A few months ago, while working on dissident, I started looking around for guidance on how I should manage encryption keys. I found a few references here and there, but the best I happened to put together with the limited information available was something like:
- Call mlock(2) (or VirtualLock) on any sensitive resources.
- Overwrite the resources when finished with them.
- Allow them to run out of scope.
- Hope for the garbage-collector to clean them up, or force it with
A short time later, I realised that beef was kicking off. As it turned out, the aforementioned approach was fundamentally flawed as one thing hadn’t been accounted for: the garbage-collector. It goes around doing whatever it feels like doing; making a copy here; moving something around there; it’s a real pain from a security standpoint.
I really didn’t have a choice at that point: I had to dedicate time to the project, for the ten days it took to develop and release the fix.
A few people had mentioned wrapping libsodium, but I wanted a pure-go solution, so that wasn’t ideal. Instead myself and dotcppfile began analysing how libsodium actually worked. He began auditing that while I researched some protection strategies and implemented APIs for the relevant system calls.
Within a few days, we had a pretty solid understanding of libsodium and we were ready with a new and improved plan. I think the best way to explain it is to introduce you to the end product: memguard.
Alright, now say you need to generate an encryption key and store it securely. What’s the process?
Well first we need some memory from the OS, so we need to determine the number of pages that we have to allocate. In this case the length of the buffer is 32 bytes and we can assume the system page-size to be 4096 bytes. The data is stored between two guard pages and is prepended with a random canary of length 32 bytes (more on these later). So, since the data and the canary together will comfortably fit into a single page, we need to allocate just three pages.

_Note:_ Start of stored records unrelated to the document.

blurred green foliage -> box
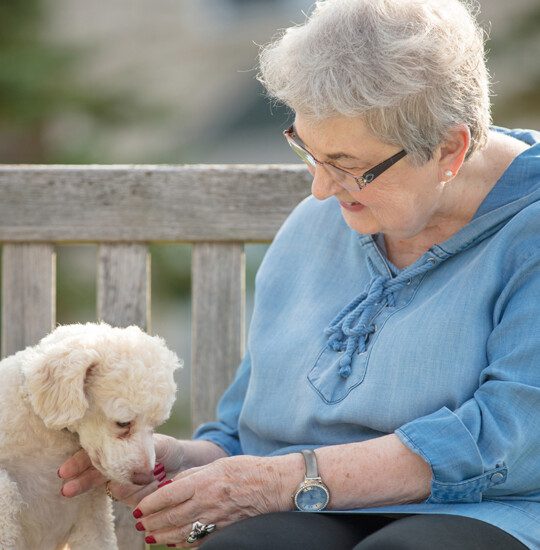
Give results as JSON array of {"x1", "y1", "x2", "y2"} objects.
[{"x1": 0, "y1": 0, "x2": 168, "y2": 164}]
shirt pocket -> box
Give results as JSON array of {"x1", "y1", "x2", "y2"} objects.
[{"x1": 307, "y1": 346, "x2": 369, "y2": 404}]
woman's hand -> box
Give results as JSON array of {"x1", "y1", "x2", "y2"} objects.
[
  {"x1": 58, "y1": 434, "x2": 184, "y2": 506},
  {"x1": 133, "y1": 455, "x2": 303, "y2": 548}
]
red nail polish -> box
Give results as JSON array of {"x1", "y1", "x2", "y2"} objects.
[{"x1": 158, "y1": 479, "x2": 172, "y2": 489}]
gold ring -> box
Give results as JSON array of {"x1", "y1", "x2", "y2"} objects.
[{"x1": 105, "y1": 479, "x2": 118, "y2": 502}]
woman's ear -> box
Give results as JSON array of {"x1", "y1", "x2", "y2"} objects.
[
  {"x1": 439, "y1": 124, "x2": 471, "y2": 181},
  {"x1": 22, "y1": 338, "x2": 99, "y2": 430}
]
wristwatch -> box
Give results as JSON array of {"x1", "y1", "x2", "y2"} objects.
[{"x1": 293, "y1": 449, "x2": 330, "y2": 512}]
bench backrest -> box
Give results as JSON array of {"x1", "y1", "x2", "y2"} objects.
[{"x1": 0, "y1": 165, "x2": 310, "y2": 434}]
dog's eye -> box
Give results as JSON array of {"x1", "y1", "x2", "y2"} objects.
[{"x1": 116, "y1": 422, "x2": 131, "y2": 428}]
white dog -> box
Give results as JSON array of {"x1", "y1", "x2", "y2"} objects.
[{"x1": 0, "y1": 323, "x2": 181, "y2": 550}]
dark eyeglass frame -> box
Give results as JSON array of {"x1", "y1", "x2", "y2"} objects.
[{"x1": 283, "y1": 124, "x2": 407, "y2": 191}]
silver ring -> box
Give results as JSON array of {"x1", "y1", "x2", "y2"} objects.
[
  {"x1": 105, "y1": 479, "x2": 118, "y2": 502},
  {"x1": 186, "y1": 521, "x2": 216, "y2": 544}
]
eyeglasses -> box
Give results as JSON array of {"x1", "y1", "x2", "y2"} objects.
[{"x1": 283, "y1": 125, "x2": 407, "y2": 192}]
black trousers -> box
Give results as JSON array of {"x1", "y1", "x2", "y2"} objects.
[{"x1": 199, "y1": 512, "x2": 527, "y2": 550}]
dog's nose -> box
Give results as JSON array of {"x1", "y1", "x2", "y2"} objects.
[{"x1": 131, "y1": 471, "x2": 154, "y2": 485}]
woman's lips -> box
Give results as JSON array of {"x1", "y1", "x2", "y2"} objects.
[{"x1": 339, "y1": 201, "x2": 364, "y2": 212}]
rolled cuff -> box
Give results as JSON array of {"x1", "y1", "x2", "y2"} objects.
[{"x1": 395, "y1": 407, "x2": 508, "y2": 503}]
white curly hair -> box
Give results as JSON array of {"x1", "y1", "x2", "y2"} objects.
[{"x1": 257, "y1": 0, "x2": 491, "y2": 165}]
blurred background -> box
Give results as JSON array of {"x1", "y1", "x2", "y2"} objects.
[{"x1": 0, "y1": 0, "x2": 540, "y2": 437}]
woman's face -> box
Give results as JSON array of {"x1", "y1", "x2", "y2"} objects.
[{"x1": 294, "y1": 115, "x2": 448, "y2": 239}]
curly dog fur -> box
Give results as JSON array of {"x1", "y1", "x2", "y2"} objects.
[{"x1": 0, "y1": 323, "x2": 181, "y2": 550}]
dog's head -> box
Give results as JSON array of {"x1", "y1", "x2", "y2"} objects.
[{"x1": 22, "y1": 323, "x2": 181, "y2": 483}]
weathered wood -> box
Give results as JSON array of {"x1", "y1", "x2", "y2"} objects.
[
  {"x1": 191, "y1": 243, "x2": 245, "y2": 427},
  {"x1": 0, "y1": 165, "x2": 311, "y2": 242},
  {"x1": 97, "y1": 244, "x2": 150, "y2": 330},
  {"x1": 97, "y1": 244, "x2": 150, "y2": 550},
  {"x1": 2, "y1": 244, "x2": 56, "y2": 357}
]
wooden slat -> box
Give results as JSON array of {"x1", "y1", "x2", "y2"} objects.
[
  {"x1": 97, "y1": 244, "x2": 150, "y2": 550},
  {"x1": 2, "y1": 244, "x2": 56, "y2": 357},
  {"x1": 191, "y1": 243, "x2": 245, "y2": 427},
  {"x1": 97, "y1": 244, "x2": 150, "y2": 330},
  {"x1": 0, "y1": 165, "x2": 311, "y2": 242}
]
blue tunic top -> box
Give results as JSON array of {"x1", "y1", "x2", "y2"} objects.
[{"x1": 194, "y1": 128, "x2": 540, "y2": 549}]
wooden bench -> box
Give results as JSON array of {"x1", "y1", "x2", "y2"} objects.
[{"x1": 0, "y1": 165, "x2": 310, "y2": 550}]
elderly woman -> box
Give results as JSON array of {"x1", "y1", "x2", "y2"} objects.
[{"x1": 60, "y1": 0, "x2": 540, "y2": 550}]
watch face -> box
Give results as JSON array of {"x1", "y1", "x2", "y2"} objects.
[{"x1": 295, "y1": 485, "x2": 329, "y2": 512}]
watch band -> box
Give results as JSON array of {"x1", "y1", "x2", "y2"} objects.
[{"x1": 302, "y1": 449, "x2": 319, "y2": 479}]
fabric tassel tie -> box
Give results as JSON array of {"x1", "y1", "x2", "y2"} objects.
[{"x1": 324, "y1": 259, "x2": 435, "y2": 378}]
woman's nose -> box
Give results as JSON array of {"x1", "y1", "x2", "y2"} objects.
[{"x1": 310, "y1": 165, "x2": 342, "y2": 201}]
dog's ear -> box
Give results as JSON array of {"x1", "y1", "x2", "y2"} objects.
[{"x1": 22, "y1": 338, "x2": 99, "y2": 430}]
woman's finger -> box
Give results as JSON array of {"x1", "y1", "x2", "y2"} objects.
[
  {"x1": 61, "y1": 468, "x2": 106, "y2": 498},
  {"x1": 58, "y1": 449, "x2": 92, "y2": 479},
  {"x1": 145, "y1": 518, "x2": 219, "y2": 548},
  {"x1": 133, "y1": 476, "x2": 195, "y2": 528}
]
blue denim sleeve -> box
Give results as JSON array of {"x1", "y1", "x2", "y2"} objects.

But we can’t ask the Go runtime for the memory—since then it is free to mess around with it—so how do we do it? Well, there are a few ways to accomplish this, but we decided to go with Joseph Richey’s suggestion of using mmap(2) (or VirtualAlloc on Windows), since the system-call is natively implemented, and that allowed us to avoid a dirty cgo solution.

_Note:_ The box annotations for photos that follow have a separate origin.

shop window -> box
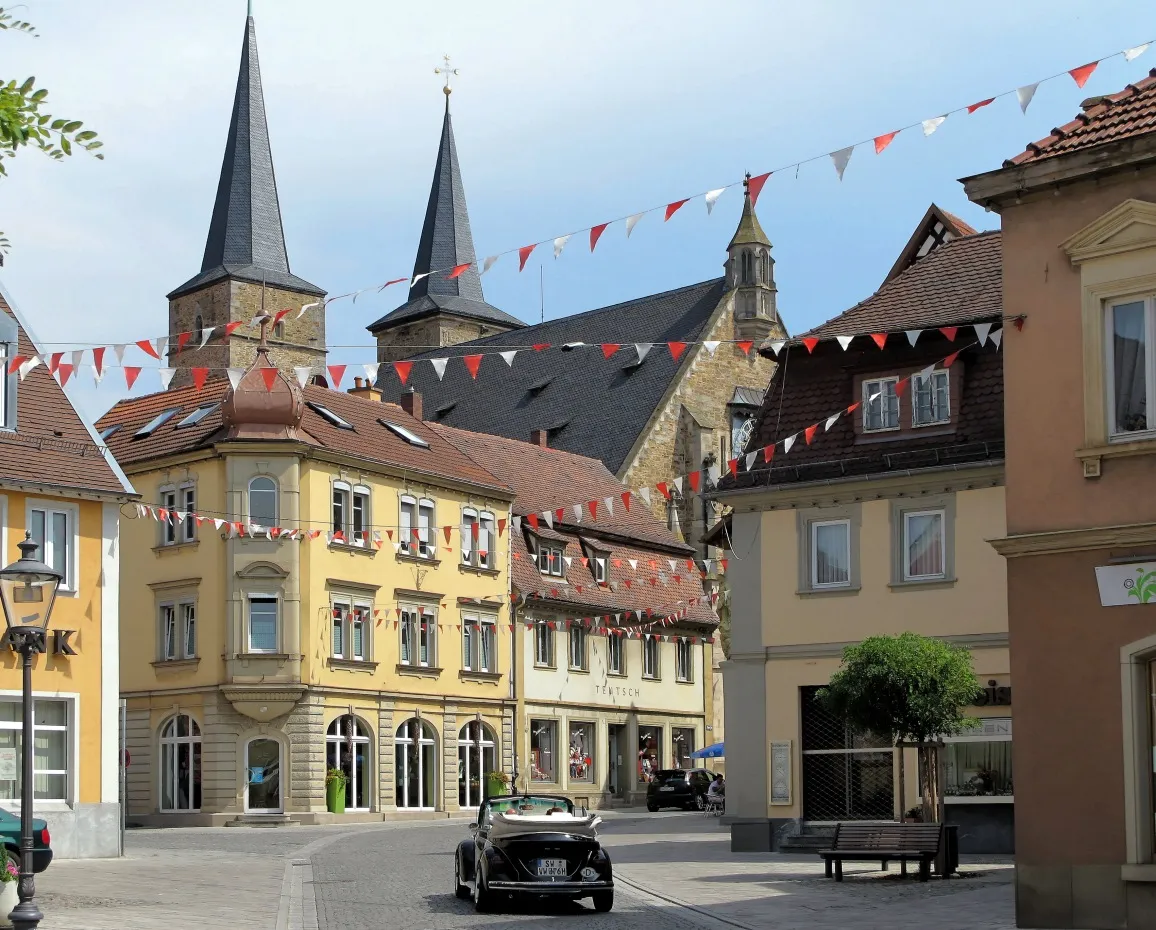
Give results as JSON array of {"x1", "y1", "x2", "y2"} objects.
[
  {"x1": 161, "y1": 714, "x2": 201, "y2": 813},
  {"x1": 670, "y1": 726, "x2": 695, "y2": 769},
  {"x1": 0, "y1": 698, "x2": 75, "y2": 804},
  {"x1": 325, "y1": 714, "x2": 375, "y2": 811},
  {"x1": 570, "y1": 723, "x2": 594, "y2": 782},
  {"x1": 638, "y1": 726, "x2": 662, "y2": 784},
  {"x1": 458, "y1": 721, "x2": 497, "y2": 807},
  {"x1": 529, "y1": 719, "x2": 558, "y2": 782}
]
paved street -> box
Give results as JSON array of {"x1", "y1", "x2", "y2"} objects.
[{"x1": 27, "y1": 812, "x2": 1014, "y2": 930}]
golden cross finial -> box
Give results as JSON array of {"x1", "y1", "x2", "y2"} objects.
[{"x1": 434, "y1": 54, "x2": 458, "y2": 97}]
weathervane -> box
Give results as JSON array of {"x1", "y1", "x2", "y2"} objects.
[{"x1": 434, "y1": 54, "x2": 458, "y2": 97}]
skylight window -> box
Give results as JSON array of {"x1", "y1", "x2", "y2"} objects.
[
  {"x1": 378, "y1": 420, "x2": 430, "y2": 449},
  {"x1": 306, "y1": 401, "x2": 353, "y2": 429},
  {"x1": 177, "y1": 404, "x2": 220, "y2": 429},
  {"x1": 133, "y1": 407, "x2": 180, "y2": 440}
]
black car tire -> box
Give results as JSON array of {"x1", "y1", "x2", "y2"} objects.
[{"x1": 453, "y1": 856, "x2": 469, "y2": 901}]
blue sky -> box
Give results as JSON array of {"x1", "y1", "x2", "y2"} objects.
[{"x1": 0, "y1": 0, "x2": 1156, "y2": 416}]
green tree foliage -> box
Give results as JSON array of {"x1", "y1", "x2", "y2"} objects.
[
  {"x1": 0, "y1": 7, "x2": 104, "y2": 251},
  {"x1": 820, "y1": 633, "x2": 980, "y2": 743}
]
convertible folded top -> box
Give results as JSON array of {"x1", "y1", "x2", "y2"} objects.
[{"x1": 490, "y1": 812, "x2": 602, "y2": 839}]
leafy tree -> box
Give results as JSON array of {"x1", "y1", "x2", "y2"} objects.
[
  {"x1": 818, "y1": 633, "x2": 980, "y2": 821},
  {"x1": 0, "y1": 7, "x2": 104, "y2": 252}
]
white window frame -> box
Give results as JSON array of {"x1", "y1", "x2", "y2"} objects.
[
  {"x1": 901, "y1": 508, "x2": 947, "y2": 581},
  {"x1": 245, "y1": 591, "x2": 282, "y2": 656},
  {"x1": 1104, "y1": 295, "x2": 1156, "y2": 442},
  {"x1": 862, "y1": 375, "x2": 903, "y2": 433},
  {"x1": 911, "y1": 368, "x2": 951, "y2": 429},
  {"x1": 809, "y1": 519, "x2": 851, "y2": 591},
  {"x1": 24, "y1": 499, "x2": 80, "y2": 597}
]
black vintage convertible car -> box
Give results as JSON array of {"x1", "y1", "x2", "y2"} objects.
[{"x1": 453, "y1": 795, "x2": 614, "y2": 911}]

But actually, of course only the Unix system-calls were natively-implemented, the Windows ones were not. Luckily, there was this library by Alex Brainman that we could vendor instead, and it proved invaluable. (I did later add the missing system-calls to the standard library to remove the dependency.)
Now that our pages are allocated, we should configure the guard pages. We tell the kernel to disallow all reads and writes to the first and last pages, so if anything does try to do so, a SIGSEGV access violation is thrown and the process panics. This way buffer overflows can be detected immediately, and it becomes almost impossible for other processes to locate and access the data.
The remaining page, the one sandwiched between the guard pages, needs to be protected too. You see, as system memory runs out, the kernel copies over the memory of inactive processes to the disk, and that is something we would like to avoid. So, we tell the kernel to leave this middle page alone.
The last thing is the canary: a random value placed just before the data. If it ever changes, we know that something went wrong—probably a buffer underflow. When the program first ran, we generated a global value for the canary, so we just set the canary bytes to that, and the container is pretty much ready for use.
We can also instruct the kernel to disallow writes to the data pages so that any attempts to modify the contents of the container will trigger a SIGSEGV access violation and the process will panic.
Note that while we can try to do the best we can we will only ever be lowering the likelihood of sensitive data being exposed, not eliminating the possibility altogether.